Ce parcours inédit a provoqué la colère de la gauche et des écologistes. « Le débat n’a pas franchement eu lieu correctement, car l’Assemblée nationale a été ignorée », regrette Daniel Salmon, « les CMP, ce sont des arbitrages de couloir, ce n’est pas un espace de débat démocratique. La preuve, ce n’est pas public. Des choses aussi graves ne peuvent pas se régler en CMP ». Un point de vue que ne partage pas du tout sa collègue à la droite de l’hémicycle Dominique Estrosi-Sassone. « L’adoption de la motion de rejet est due à l’obstruction des groupes de gauche à l’Assemblée. Il n’y aurait de toute façon pas eu de débat, vu le nombre de leurs amendements », explique-t-elle. C’est elle qui a présidé la CMP sur la proposition de loi. « Elle a duré près de six heures, j’ai souhaité laisser place au débat et permettre à toutes les opinions de s’exprimer. Les débats s’y sont très bien passés », raconte-t-elle, « mais à la fin, il y a un fait majoritaire et c’est lui qui s’impose ».

L’exécutif temporise

La question qui se pose à présent, c’est la réaction de l’exécutif sur la question. Pour le moment, il temporise. Dans l’entourage d’Emmanuel Macron, on affirme que le Président « n’interférera pas avant l’examen du Conseil constitutionnel ». Ce dernier a en effet été saisi par députés et sénateurs de gauche sur le texte le 11 juillet. Ils sont convaincus que ce dernier est anticonstitutionnel et viole la Charte de l’environnement, qui fait partie du bloc de constitutionnalité. Les Sages de la rue de Montpensier ont un mois pour se prononcer.

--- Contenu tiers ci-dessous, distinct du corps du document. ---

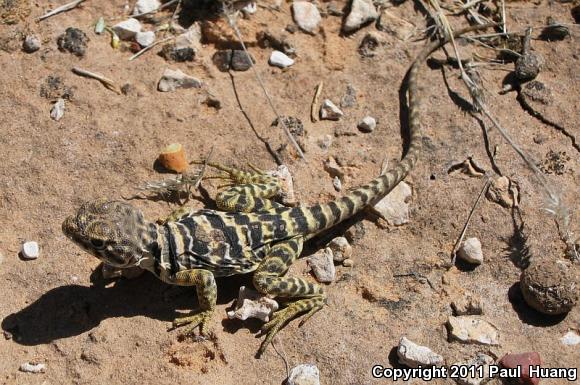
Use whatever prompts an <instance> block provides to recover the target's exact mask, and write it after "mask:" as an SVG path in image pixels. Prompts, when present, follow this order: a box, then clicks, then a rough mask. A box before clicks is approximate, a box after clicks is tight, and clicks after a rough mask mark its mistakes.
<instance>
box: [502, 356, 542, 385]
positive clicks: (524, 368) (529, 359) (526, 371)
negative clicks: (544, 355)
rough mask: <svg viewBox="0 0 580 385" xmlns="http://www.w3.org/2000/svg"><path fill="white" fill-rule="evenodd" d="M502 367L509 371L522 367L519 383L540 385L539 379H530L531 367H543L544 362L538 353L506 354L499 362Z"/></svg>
mask: <svg viewBox="0 0 580 385" xmlns="http://www.w3.org/2000/svg"><path fill="white" fill-rule="evenodd" d="M499 363H500V365H501V366H503V367H504V368H507V369H513V368H517V367H518V366H520V367H521V368H522V372H521V377H520V381H519V383H520V384H522V385H538V384H539V383H540V379H539V378H538V377H530V366H536V365H541V364H542V360H541V359H540V355H539V354H538V353H537V352H527V353H519V354H506V355H505V356H503V358H502V359H501V360H499Z"/></svg>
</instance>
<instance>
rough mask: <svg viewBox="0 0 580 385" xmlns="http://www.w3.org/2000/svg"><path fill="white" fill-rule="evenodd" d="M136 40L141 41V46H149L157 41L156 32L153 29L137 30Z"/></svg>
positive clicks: (137, 40)
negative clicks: (137, 30)
mask: <svg viewBox="0 0 580 385" xmlns="http://www.w3.org/2000/svg"><path fill="white" fill-rule="evenodd" d="M135 41H136V42H137V43H139V45H140V46H141V47H149V46H150V45H151V44H153V43H154V42H155V32H153V31H145V32H137V34H136V35H135Z"/></svg>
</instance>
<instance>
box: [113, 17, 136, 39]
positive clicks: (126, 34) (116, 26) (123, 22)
mask: <svg viewBox="0 0 580 385" xmlns="http://www.w3.org/2000/svg"><path fill="white" fill-rule="evenodd" d="M113 31H115V33H116V34H117V36H119V39H121V40H131V39H133V38H134V37H135V35H136V34H137V32H141V23H140V22H139V20H137V19H134V18H129V19H127V20H124V21H122V22H120V23H118V24H115V25H114V26H113Z"/></svg>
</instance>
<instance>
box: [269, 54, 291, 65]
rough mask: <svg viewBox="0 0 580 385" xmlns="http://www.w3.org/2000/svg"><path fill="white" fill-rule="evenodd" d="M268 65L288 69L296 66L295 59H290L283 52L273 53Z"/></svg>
mask: <svg viewBox="0 0 580 385" xmlns="http://www.w3.org/2000/svg"><path fill="white" fill-rule="evenodd" d="M268 63H269V64H270V65H272V66H275V67H279V68H287V67H290V66H291V65H293V64H294V59H291V58H289V57H288V56H286V54H285V53H283V52H280V51H273V52H272V54H271V55H270V59H269V60H268Z"/></svg>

Une fois cet avis rendu, plusieurs options se présentent à Emmanuel Macron, s’il souhaite s’emparer du sujet. A gauche, on lui demande de solliciter un deuxième vote sur le texte, à défaut de quoi des textes revenant sur les mesures décriées seront présentés. « On se grandit à revenir sur des erreurs », encourage Daniel Salmon. « Je combats ce texte depuis décembre 2024, si on me dit qu’il n’ira pas au bout, ça me convient », affirme Jean-Claude Tissot, « il ne faut pas mettre un million et demi de personnes sous l’éteignoir ». A droite, c’est tout l’inverse : « A partir du moment où une loi est votée, il faut qu’elle s’applique. Le rôle du Parlement est suffisamment amoindri en ce moment pour qu’on le contourne », juge Dominique Estrosi-Sassone.

Alors que l’été s’annonce caniculaire, ponctué d’incendies ravageurs, le sujet de la politique agricole française risque bien de continuer d’occuper une place importante dans le débat public, jusqu’à la rentrée.